Add LM regression for parameter optimization in Rust by g-bauer · Pull Request #350 · feos-org/feos

g-bauer · 2026-03-20T01:33:26Z

This PR adds parameter optimization utilities to feos-core and exposes Regressor objects to Python.

Edit: See current implementation examples and status in comment below.

… methods

…city datasets.

…structured dataset caches, added examples.

g-bauer · 2026-04-28T11:56:23Z

Update to latest changes:

Datasets (pure component)

VaporPressureDataset
LiquidDensityDataset
EquilibriumLiquidDensityDataset
EnthalpyOfVaporizationDataset
ResidualIsobaricHeatCapacityDataset

Datasets (binary mixture)

BubblePointDataset
DewPointDataset

Regressor (parameter optimisation object and utilities)

PureRegressor<T> and BinaryRegressor<T> — generic over any ParametersAD<N> implementation
DynRegressor — object-safe trait for runtime model dispatch (used by Python bindings)
Per-dataset weights
Choice of residual function: relative_difference (default), log_difference, difference
Choice of loss function: L2 (default) or Huber (IRLS)
Strategy for non-converged evaluations: Ignore (zero residual + Jacobian) or Penalty (fixed dimensionless penalty)

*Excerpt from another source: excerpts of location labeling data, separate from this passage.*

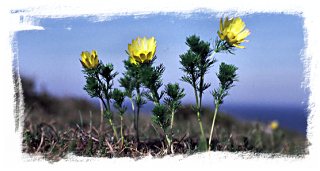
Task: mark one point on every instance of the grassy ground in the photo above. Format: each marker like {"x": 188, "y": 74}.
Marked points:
{"x": 54, "y": 127}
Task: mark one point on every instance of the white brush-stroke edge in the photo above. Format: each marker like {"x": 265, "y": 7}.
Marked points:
{"x": 22, "y": 19}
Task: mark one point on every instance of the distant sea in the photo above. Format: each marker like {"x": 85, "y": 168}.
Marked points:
{"x": 293, "y": 117}
{"x": 289, "y": 117}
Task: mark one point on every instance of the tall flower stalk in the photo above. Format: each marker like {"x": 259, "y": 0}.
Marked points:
{"x": 227, "y": 76}
{"x": 141, "y": 53}
{"x": 232, "y": 33}
{"x": 99, "y": 82}
{"x": 196, "y": 62}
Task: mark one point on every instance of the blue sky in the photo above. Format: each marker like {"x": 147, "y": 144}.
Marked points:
{"x": 270, "y": 68}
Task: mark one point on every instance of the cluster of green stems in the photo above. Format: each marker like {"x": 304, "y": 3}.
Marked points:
{"x": 144, "y": 81}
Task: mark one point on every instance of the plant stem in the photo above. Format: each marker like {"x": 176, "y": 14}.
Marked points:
{"x": 101, "y": 118}
{"x": 200, "y": 124}
{"x": 213, "y": 121}
{"x": 169, "y": 143}
{"x": 171, "y": 124}
{"x": 138, "y": 112}
{"x": 198, "y": 110}
{"x": 121, "y": 129}
{"x": 114, "y": 129}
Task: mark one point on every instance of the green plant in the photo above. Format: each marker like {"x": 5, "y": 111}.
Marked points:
{"x": 99, "y": 82}
{"x": 196, "y": 63}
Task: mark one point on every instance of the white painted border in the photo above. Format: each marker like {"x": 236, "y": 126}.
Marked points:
{"x": 26, "y": 10}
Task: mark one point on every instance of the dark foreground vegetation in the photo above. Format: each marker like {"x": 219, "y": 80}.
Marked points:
{"x": 54, "y": 127}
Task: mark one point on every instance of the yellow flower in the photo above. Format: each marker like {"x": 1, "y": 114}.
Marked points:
{"x": 233, "y": 31}
{"x": 274, "y": 125}
{"x": 142, "y": 50}
{"x": 88, "y": 60}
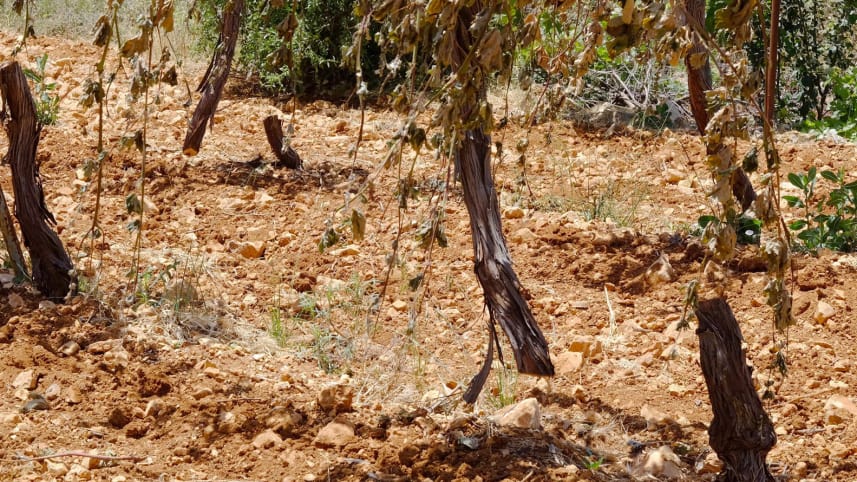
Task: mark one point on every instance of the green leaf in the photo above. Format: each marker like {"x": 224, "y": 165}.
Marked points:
{"x": 793, "y": 201}
{"x": 797, "y": 225}
{"x": 830, "y": 176}
{"x": 358, "y": 225}
{"x": 133, "y": 204}
{"x": 797, "y": 181}
{"x": 704, "y": 221}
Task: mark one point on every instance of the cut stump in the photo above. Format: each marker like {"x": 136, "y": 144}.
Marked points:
{"x": 285, "y": 154}
{"x": 741, "y": 432}
{"x": 215, "y": 77}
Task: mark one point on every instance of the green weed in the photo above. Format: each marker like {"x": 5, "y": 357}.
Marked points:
{"x": 47, "y": 102}
{"x": 829, "y": 222}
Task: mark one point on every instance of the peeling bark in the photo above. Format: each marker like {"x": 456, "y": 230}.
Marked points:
{"x": 10, "y": 239}
{"x": 285, "y": 154}
{"x": 741, "y": 432}
{"x": 698, "y": 82}
{"x": 215, "y": 77}
{"x": 51, "y": 264}
{"x": 492, "y": 262}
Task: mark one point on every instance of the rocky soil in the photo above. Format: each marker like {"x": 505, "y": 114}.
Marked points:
{"x": 246, "y": 353}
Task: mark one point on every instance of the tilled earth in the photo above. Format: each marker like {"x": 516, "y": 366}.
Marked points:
{"x": 246, "y": 353}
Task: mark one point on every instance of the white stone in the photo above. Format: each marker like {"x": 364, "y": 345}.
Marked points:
{"x": 15, "y": 300}
{"x": 524, "y": 414}
{"x": 334, "y": 434}
{"x": 26, "y": 379}
{"x": 267, "y": 439}
{"x": 514, "y": 212}
{"x": 568, "y": 363}
{"x": 823, "y": 312}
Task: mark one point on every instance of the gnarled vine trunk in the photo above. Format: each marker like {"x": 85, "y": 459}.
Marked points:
{"x": 698, "y": 82}
{"x": 10, "y": 239}
{"x": 51, "y": 264}
{"x": 285, "y": 154}
{"x": 492, "y": 262}
{"x": 741, "y": 432}
{"x": 215, "y": 77}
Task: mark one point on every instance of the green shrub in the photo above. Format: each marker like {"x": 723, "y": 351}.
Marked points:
{"x": 324, "y": 30}
{"x": 829, "y": 222}
{"x": 841, "y": 114}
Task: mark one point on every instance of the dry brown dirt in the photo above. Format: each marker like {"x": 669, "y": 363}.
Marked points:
{"x": 205, "y": 392}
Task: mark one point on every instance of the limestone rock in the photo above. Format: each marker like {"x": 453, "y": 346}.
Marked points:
{"x": 514, "y": 212}
{"x": 336, "y": 398}
{"x": 15, "y": 300}
{"x": 823, "y": 312}
{"x": 711, "y": 464}
{"x": 523, "y": 235}
{"x": 252, "y": 249}
{"x": 346, "y": 251}
{"x": 334, "y": 434}
{"x": 586, "y": 345}
{"x": 26, "y": 379}
{"x": 267, "y": 439}
{"x": 524, "y": 414}
{"x": 838, "y": 409}
{"x": 654, "y": 417}
{"x": 662, "y": 463}
{"x": 568, "y": 363}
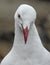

Datasets support construction from numpy arrays, CSV files, or record structs.
Not all rust objects are exposed as Python objects - very similar to our current setup in other APIs.
E.g. residual functions are defined through strings.

Todos

Parameter optimization has its own ParameterOptimizationError. We should include this into FeosError as variant. Currently we convert these into Python errors.
There is probably some boilerplate that can be solved with macros for the dataset constructors.

Open Decisions

I gated things behind ndarray and rayon. Any changes/cleaning up in that regard?
Should we expose more statistical quantities (parameter covariance matrix, Fisher information matrix, leverage, optimality criteria), or leave this to users? The unscaled Jacobian and residuals are accessible via predict().
I changed the ParametersAD trait quite a bit — parameter_names() and differentiable_parameters() are now separate, which resolves the "parameter order and indexing" synchronisation problem. We can discuss whether that interface is appropriate. Might be a future PR to reduce friction in the API.
Also in ParametersAD: non-differentiable parameters (e.g. association sites) are now declared via differentiable_parameters() and are rejected at construction time if passed to fit. Is that overkill?
Cleanup: I added docstrings that should be moved to proper theory docs.

AI usage

Lots of documentation and tests were generated by Claude. I changed a lot manually but we should discuss whether we are OK with LLM generated and manually checked/patched code and docstrings.
Basically the whole Python bindings were written by Claude (single shot in about 40 seconds). I thoroughly checked the code and changed things I found weird but it's ~95% Claude. I'd like to discuss whether that's something we are OK with and how/if we should go about this in future PRs (declaration of usage).

Usage Python

import feos
import pandas as pd

# Construct datasets from numpy arrays
df_vp = pd.read_csv("vapor_pressure.csv")
df_rho = pd.read_csv("liquid_density.csv")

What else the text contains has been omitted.